# Customer Churn Prediction (Kaggle Telco Dataset)

Professional notebook with concise pipeline: load data, EDA, preprocess, train models, evaluate and save artifacts.

In [None]:
import pandas as pd
import numpy as np
import matplotlib.pyplot as plt
import seaborn as sns
from sklearn.model_selection import train_test_split
from sklearn.preprocessing import StandardScaler, LabelEncoder
from sklearn.ensemble import RandomForestClassifier
from sklearn.linear_model import LogisticRegression
from sklearn.metrics import accuracy_score, classification_report, confusion_matrix, roc_auc_score

print('Libraries imported')

In [None]:
df = pd.read_csv('WA_Fn-UseC_-Telco-Customer-Churn.csv')
df.head()

In [None]:
df.info()
print('\nMissing values:\n', df.isnull().sum())

In [None]:
from src.preprocess import preprocess
from src.utils import save_confusion_matrix, save_feature_importance

pdf = preprocess(df)
pdf.head()

In [None]:
X = pdf.drop('Churn', axis=1)
y = pdf['Churn']

X_train, X_test, y_train, y_test = train_test_split(X, y, test_size=0.2, random_state=42, stratify=y)
num_cols = X.select_dtypes(include=[np.number]).columns.tolist()
scaler = StandardScaler()
X_train[num_cols] = scaler.fit_transform(X_train[num_cols])
X_test[num_cols] = scaler.transform(X_test[num_cols])

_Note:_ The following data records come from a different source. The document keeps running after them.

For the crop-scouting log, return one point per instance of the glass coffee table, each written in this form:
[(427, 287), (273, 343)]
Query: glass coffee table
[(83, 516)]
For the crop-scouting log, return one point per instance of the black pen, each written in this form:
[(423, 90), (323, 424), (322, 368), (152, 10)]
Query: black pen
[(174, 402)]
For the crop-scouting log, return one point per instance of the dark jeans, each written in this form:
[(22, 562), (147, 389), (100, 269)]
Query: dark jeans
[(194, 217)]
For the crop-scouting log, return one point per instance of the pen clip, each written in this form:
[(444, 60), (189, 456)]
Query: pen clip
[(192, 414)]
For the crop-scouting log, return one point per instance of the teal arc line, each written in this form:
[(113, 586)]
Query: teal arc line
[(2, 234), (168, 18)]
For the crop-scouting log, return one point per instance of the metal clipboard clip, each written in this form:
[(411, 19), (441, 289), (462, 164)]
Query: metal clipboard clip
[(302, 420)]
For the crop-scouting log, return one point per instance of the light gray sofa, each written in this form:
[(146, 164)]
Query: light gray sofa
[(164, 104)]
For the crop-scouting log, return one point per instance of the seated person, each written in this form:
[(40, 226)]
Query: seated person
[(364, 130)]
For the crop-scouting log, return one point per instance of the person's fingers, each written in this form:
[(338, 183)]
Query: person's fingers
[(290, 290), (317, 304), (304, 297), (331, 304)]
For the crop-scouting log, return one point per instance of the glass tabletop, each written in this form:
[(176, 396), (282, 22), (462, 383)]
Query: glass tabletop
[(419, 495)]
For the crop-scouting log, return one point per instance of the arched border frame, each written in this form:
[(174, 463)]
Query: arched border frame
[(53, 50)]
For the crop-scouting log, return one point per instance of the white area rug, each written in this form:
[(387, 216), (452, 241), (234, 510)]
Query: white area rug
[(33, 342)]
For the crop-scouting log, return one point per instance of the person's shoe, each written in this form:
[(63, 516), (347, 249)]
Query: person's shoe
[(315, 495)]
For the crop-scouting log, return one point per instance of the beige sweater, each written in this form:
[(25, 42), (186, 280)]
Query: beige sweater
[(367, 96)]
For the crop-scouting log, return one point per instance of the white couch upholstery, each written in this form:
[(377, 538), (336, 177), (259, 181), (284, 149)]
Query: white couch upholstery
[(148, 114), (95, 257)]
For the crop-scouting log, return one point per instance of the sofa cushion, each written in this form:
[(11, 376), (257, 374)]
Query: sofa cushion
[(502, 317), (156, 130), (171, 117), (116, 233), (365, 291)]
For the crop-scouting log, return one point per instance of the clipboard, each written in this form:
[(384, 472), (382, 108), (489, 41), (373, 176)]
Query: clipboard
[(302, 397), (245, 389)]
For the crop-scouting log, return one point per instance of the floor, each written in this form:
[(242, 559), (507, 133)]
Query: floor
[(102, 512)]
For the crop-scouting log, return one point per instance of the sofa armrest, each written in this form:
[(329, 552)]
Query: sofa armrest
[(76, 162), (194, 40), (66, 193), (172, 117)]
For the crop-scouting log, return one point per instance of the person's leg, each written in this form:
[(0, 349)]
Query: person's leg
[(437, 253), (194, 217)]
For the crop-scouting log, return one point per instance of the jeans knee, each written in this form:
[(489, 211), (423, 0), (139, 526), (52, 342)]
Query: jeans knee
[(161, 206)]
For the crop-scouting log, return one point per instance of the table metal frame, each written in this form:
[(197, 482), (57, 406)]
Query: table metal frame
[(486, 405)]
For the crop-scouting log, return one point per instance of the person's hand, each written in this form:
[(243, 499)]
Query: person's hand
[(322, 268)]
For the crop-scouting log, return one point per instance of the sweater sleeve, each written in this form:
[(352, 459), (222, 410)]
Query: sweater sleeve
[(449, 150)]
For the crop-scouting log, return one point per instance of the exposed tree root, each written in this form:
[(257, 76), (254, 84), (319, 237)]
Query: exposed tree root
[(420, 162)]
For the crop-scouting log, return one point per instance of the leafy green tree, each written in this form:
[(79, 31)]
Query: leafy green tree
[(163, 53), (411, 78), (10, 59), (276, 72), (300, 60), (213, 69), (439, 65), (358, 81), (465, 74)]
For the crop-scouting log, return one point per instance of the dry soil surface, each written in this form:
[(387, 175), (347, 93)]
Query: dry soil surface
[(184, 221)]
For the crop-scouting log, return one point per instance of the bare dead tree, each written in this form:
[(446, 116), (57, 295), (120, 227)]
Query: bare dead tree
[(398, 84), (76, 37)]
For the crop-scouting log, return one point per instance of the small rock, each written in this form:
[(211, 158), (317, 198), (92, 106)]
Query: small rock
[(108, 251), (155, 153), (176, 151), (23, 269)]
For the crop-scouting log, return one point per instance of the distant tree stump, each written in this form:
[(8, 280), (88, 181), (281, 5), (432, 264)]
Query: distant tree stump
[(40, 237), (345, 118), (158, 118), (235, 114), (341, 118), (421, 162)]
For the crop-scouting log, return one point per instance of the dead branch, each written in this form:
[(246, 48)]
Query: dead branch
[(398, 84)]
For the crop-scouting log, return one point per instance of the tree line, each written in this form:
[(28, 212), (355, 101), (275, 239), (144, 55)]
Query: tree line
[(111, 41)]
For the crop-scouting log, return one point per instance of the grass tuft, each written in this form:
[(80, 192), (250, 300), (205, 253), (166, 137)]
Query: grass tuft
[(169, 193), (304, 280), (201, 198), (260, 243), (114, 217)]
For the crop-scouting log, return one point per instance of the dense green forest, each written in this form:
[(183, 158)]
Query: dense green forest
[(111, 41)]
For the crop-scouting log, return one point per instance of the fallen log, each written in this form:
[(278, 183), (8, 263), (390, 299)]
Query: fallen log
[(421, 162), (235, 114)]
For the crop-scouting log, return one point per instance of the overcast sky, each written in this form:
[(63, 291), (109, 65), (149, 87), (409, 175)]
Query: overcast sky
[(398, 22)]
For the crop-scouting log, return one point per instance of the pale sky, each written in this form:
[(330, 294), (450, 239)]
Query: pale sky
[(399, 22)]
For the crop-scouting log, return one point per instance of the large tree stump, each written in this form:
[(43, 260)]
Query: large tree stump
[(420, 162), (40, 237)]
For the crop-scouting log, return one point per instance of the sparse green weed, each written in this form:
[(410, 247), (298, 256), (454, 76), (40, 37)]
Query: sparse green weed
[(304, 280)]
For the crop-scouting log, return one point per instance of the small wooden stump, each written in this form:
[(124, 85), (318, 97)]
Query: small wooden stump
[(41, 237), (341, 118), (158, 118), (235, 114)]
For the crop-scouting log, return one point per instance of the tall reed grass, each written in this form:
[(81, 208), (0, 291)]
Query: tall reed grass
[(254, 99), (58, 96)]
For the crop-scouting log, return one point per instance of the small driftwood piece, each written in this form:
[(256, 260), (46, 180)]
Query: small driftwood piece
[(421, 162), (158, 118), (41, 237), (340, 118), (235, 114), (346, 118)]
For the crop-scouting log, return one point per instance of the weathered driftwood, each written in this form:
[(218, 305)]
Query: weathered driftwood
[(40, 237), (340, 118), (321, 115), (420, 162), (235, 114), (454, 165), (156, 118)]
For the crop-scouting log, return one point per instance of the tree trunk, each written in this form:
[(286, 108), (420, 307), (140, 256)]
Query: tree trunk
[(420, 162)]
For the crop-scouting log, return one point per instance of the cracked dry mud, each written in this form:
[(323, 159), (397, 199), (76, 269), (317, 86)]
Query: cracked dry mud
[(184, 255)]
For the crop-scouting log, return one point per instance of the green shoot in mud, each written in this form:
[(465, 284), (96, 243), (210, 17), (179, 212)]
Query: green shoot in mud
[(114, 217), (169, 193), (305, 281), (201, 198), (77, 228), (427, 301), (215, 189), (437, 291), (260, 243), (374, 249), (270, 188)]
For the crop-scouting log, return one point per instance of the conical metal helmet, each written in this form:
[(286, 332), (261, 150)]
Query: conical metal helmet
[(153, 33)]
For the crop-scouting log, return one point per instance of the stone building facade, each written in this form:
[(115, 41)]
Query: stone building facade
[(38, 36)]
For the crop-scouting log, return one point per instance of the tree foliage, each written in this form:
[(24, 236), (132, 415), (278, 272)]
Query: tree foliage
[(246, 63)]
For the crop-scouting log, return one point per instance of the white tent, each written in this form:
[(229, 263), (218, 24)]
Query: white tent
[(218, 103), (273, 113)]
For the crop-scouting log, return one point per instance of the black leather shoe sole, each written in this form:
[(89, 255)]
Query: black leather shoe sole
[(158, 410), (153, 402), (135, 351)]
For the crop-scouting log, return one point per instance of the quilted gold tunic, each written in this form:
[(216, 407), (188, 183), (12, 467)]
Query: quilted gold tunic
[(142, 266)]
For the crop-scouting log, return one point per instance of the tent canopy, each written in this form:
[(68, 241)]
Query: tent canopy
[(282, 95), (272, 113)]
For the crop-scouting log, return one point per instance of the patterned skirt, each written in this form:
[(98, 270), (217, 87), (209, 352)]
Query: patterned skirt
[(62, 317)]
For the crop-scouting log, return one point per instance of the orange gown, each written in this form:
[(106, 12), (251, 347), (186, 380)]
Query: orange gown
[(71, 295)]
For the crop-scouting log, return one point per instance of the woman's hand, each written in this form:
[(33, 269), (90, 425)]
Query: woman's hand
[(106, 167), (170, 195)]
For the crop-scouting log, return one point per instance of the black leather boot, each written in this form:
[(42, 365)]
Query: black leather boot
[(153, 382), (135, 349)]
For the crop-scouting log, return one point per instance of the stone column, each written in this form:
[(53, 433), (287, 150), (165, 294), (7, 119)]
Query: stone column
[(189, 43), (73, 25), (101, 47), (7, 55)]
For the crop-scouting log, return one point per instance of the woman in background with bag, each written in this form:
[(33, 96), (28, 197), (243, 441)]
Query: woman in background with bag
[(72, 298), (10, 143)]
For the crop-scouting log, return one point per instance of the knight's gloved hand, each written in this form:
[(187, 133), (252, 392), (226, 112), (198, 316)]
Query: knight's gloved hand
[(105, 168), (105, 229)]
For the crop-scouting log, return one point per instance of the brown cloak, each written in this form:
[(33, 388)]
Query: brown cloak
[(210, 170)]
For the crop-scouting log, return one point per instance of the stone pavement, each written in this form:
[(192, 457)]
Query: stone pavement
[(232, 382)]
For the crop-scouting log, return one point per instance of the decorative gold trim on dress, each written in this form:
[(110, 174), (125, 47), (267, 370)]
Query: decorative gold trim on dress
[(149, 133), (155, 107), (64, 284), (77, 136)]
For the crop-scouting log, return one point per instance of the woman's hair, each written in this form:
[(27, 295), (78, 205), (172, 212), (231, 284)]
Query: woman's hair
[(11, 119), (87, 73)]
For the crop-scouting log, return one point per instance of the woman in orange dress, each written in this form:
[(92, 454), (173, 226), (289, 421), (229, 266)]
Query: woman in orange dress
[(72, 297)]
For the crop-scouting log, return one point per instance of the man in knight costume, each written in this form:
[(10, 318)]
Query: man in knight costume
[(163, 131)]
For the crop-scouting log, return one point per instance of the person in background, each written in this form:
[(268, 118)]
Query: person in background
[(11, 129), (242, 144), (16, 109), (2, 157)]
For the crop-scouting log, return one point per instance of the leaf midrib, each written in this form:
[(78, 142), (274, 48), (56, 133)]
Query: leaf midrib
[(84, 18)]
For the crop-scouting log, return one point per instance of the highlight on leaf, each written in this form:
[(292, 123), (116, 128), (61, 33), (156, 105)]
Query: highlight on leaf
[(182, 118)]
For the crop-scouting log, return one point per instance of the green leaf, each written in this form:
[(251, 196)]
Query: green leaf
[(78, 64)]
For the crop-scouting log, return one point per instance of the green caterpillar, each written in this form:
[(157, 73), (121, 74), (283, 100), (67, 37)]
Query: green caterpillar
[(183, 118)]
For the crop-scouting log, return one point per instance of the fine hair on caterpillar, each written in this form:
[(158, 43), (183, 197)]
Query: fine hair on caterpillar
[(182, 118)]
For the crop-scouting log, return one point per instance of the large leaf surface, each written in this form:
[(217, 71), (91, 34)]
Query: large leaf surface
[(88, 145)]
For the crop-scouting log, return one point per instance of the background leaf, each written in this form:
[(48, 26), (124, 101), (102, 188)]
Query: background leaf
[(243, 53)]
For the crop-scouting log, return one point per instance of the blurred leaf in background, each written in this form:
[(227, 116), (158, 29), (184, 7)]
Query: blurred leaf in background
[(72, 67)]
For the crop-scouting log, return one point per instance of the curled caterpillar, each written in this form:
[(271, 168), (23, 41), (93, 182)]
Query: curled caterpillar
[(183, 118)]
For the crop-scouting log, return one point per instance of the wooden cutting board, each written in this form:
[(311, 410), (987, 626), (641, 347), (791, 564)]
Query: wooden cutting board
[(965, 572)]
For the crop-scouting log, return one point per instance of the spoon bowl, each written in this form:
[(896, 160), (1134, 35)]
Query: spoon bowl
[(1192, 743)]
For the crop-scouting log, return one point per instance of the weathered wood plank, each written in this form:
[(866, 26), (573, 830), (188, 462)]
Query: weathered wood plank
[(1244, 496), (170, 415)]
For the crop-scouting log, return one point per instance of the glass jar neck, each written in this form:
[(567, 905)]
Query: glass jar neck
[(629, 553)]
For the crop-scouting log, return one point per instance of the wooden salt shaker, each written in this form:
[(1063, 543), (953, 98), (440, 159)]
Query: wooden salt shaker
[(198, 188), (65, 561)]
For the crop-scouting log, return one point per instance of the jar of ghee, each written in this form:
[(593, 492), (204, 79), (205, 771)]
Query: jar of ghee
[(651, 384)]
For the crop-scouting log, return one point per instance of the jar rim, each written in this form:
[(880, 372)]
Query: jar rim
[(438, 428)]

lr = LogisticRegression(max_iter=300)
lr.fit(X_train, y_train)
rf = RandomForestClassifier(n_estimators=200, random_state=42)
rf.fit(X_train, y_train)

print('RF acc:', accuracy_score(y_test, rf.predict(X_test)))

## Save models and reports

Run the `src/train.py` script to save models and reports to the `models/` and `reports/` folders.